2,假定有m个类C1,C2,C3,...Cm。给定元组X,分类法将预测X属于具有最高后验概率(条件X下)的类,即,当P(Ci|X)>P(Cj|X),朴素贝叶斯分类法预测X属于类Cj
贝叶斯定理:P(Ci|X)=P(X|Ci)P(Ci)/P(X)
3,问题转换为根据P(X|Ci)P(Ci)/P(X)的大小判断类别,先求P(Ci)的先验概率
4,假定类条件独立,P(X|Ci)=P(x1|Ci)*P(x2|Ci).....*P(xn|Ci),比较结果确定属于哪个类别。
训练集:
<30 high no fair no
<30 high no excellent no
30-40 high no fair yes
>40 medium no fair yes
>40 low yes fair yes
>40 low yes excellent no
30-40 low yes excellent yes
<30 medium no fair no
<30 low yes fair yes
>40 medium yes fair yes
<30 medium yes excellent yes
30-40 medium yes excellent yes
30-40 high yes fair yes
>40 medium no excellent no
测试集:
<30 medium yes fair
>40 high no excellent
30-40 low no excellent
>40 high no fair
<30 medium no fair
源码:
%function out=my_bayes(X,Y)
%X为原数据集,Y是要预测的数据,out是返回预测的结果
function out=bayes()
%%%%%%%%%%%%%%%%%%%%%%打开test.txt文件
clc;
file = textread('train.txt','%s','delimiter','\n','whitespace','');%以换行为分隔符读取,whitespace用‘’代替
[m,n]=size(file);
for i=1:m
words=strread(file{i},'%s','delimiter',' ');%将字符串file(i),以空格分隔符进行分割,并存到数组中
words=words';
X{i}=words;
end%这时候X是1*14,每个元素实际上是个cell,每个cell保存的是个字符串,如X{1}即'<30' 'high' 'no' 'fair' 'no'
X=X';%转置14*1
%%%%%%%%%%%%%%%%%%%%%打开predict.txt文件
file = textread('predict1.txt','%s','delimiter','\n','whitespace','');
[m,n]=size(file);
for i=1:m
words=strread(file{i},'%s','delimiter',' ');
words=words';
Y{i}=words;
end
Y=Y';%转置
%%%%%%%%%%%%%%%%%%%%%%%%%%%%%%%%%%%训练部分
[M,N]=size(X);
[m,n]=size(X{1});
decision=attribute(X,n); %提取决策属性,将类别列提取出来
[ProName,Pro]=probality(decision);%计算决策属性个分量概率,各样本概率
for i=1:n-1
[post_pro{i},post_name{i}]=post_prob(attribute(X,i),decision); %求各条件属性后验概率
end
%%%%%%%%%%%%%%%%%%%%%%%%预测部分
uniq_decis=unique(decision); %求决策属性的类别
P_X=ones(size(uniq_decis,1),1); %初始化决策属性后验概率
[M,N]=size(Y);
k=1;
for i=1:M
for j=1:n-1
[temp,loc]=ismember(attribute({Y{i}},j),unique(attribute(X,j)));%决策属性计算后验概率
P_X=post_pro{j}(:,loc).*P_X;%各条件属性后验概率之积(贝叶斯公式)

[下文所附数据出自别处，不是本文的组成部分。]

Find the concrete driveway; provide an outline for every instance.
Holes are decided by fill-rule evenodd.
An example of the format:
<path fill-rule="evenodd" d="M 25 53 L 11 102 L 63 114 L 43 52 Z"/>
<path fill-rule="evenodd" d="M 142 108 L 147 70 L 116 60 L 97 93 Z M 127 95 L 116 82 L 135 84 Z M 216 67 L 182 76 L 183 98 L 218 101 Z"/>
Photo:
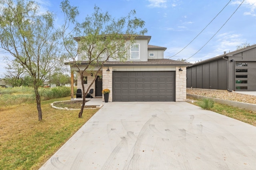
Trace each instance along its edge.
<path fill-rule="evenodd" d="M 40 169 L 256 168 L 256 127 L 186 102 L 115 102 Z"/>

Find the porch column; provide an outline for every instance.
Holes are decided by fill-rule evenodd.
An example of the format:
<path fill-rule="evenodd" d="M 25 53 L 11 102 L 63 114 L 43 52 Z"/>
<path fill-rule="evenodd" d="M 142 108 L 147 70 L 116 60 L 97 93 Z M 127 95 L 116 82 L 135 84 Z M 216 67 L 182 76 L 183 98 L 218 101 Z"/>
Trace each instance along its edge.
<path fill-rule="evenodd" d="M 74 70 L 71 70 L 71 99 L 74 99 Z"/>

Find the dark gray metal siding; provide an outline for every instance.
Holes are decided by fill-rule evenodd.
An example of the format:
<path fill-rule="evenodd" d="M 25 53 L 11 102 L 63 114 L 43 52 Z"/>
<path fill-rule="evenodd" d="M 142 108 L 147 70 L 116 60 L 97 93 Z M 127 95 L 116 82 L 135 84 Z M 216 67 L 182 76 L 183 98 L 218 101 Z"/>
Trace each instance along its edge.
<path fill-rule="evenodd" d="M 114 71 L 113 102 L 175 100 L 175 71 Z"/>
<path fill-rule="evenodd" d="M 187 87 L 226 90 L 226 62 L 221 59 L 188 67 L 187 70 L 191 71 L 187 74 Z"/>
<path fill-rule="evenodd" d="M 191 68 L 191 86 L 196 87 L 196 67 Z"/>
<path fill-rule="evenodd" d="M 256 62 L 248 62 L 248 91 L 256 91 Z"/>
<path fill-rule="evenodd" d="M 196 66 L 196 87 L 197 88 L 202 88 L 202 66 L 199 65 Z"/>
<path fill-rule="evenodd" d="M 202 88 L 210 88 L 209 69 L 210 64 L 209 63 L 205 63 L 202 64 Z"/>
<path fill-rule="evenodd" d="M 210 63 L 210 89 L 218 89 L 218 61 Z"/>
<path fill-rule="evenodd" d="M 226 90 L 228 74 L 227 61 L 225 60 L 218 60 L 218 89 Z"/>
<path fill-rule="evenodd" d="M 187 87 L 191 87 L 191 68 L 190 67 L 187 68 Z"/>

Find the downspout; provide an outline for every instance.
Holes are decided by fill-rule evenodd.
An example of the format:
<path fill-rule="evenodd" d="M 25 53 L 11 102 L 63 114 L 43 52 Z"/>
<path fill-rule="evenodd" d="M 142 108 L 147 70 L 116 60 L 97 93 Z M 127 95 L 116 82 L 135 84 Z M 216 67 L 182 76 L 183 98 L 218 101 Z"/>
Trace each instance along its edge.
<path fill-rule="evenodd" d="M 226 56 L 227 57 L 226 55 Z M 225 57 L 223 57 L 222 59 L 227 61 L 227 90 L 229 92 L 232 92 L 232 90 L 228 89 L 228 59 L 225 58 Z"/>

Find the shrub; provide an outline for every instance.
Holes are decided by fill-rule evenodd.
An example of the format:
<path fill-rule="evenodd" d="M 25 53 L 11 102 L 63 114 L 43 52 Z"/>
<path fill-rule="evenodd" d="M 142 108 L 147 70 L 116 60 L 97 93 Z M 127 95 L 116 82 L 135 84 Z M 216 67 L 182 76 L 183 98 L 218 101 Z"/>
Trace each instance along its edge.
<path fill-rule="evenodd" d="M 63 98 L 70 96 L 70 87 L 58 86 L 52 88 L 41 88 L 40 95 L 43 100 Z"/>
<path fill-rule="evenodd" d="M 41 101 L 68 96 L 70 95 L 70 87 L 40 88 L 38 89 Z M 0 88 L 0 108 L 22 103 L 36 102 L 36 96 L 32 87 Z"/>
<path fill-rule="evenodd" d="M 204 98 L 198 102 L 198 106 L 206 110 L 210 110 L 214 106 L 214 102 L 212 99 Z"/>

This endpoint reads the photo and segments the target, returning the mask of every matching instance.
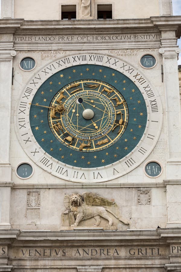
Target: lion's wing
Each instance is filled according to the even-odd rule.
[[[64,197],[63,201],[67,209],[70,209],[70,196],[68,195],[65,195]]]
[[[83,193],[82,196],[85,203],[87,205],[91,206],[107,206],[113,205],[115,202],[100,196],[94,193],[85,192]]]

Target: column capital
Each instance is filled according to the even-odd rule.
[[[179,54],[181,52],[181,50],[177,46],[170,47],[161,46],[159,52],[164,57],[172,58],[173,57],[177,58]]]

%post_pro{j}(:,loc)对应的含义:loc表示是第几列属性,:,loc代表loc属性在no和yes情况下的条件概率,j代表的是某类别
end
%P_X中两行,代表在不同决策类别下的各独立概率之积
P_X=P_X.*Pro;
[MAX,I]=max(P_X);%寻找最大值
out{k}=uniq_decis{I};%哪一类决策属性后验概率最大,则次样本属于那一类
k=k+1;
P_X=ones(size(uniq_decis,1),1);%再次初始化决策属性后验概率P_X,以便为下一样本计算作准备
end
out=out'; %输出结果(转置形式)
结果:
>> out
out =
'yes'
'no'
'yes'
'no'
'no'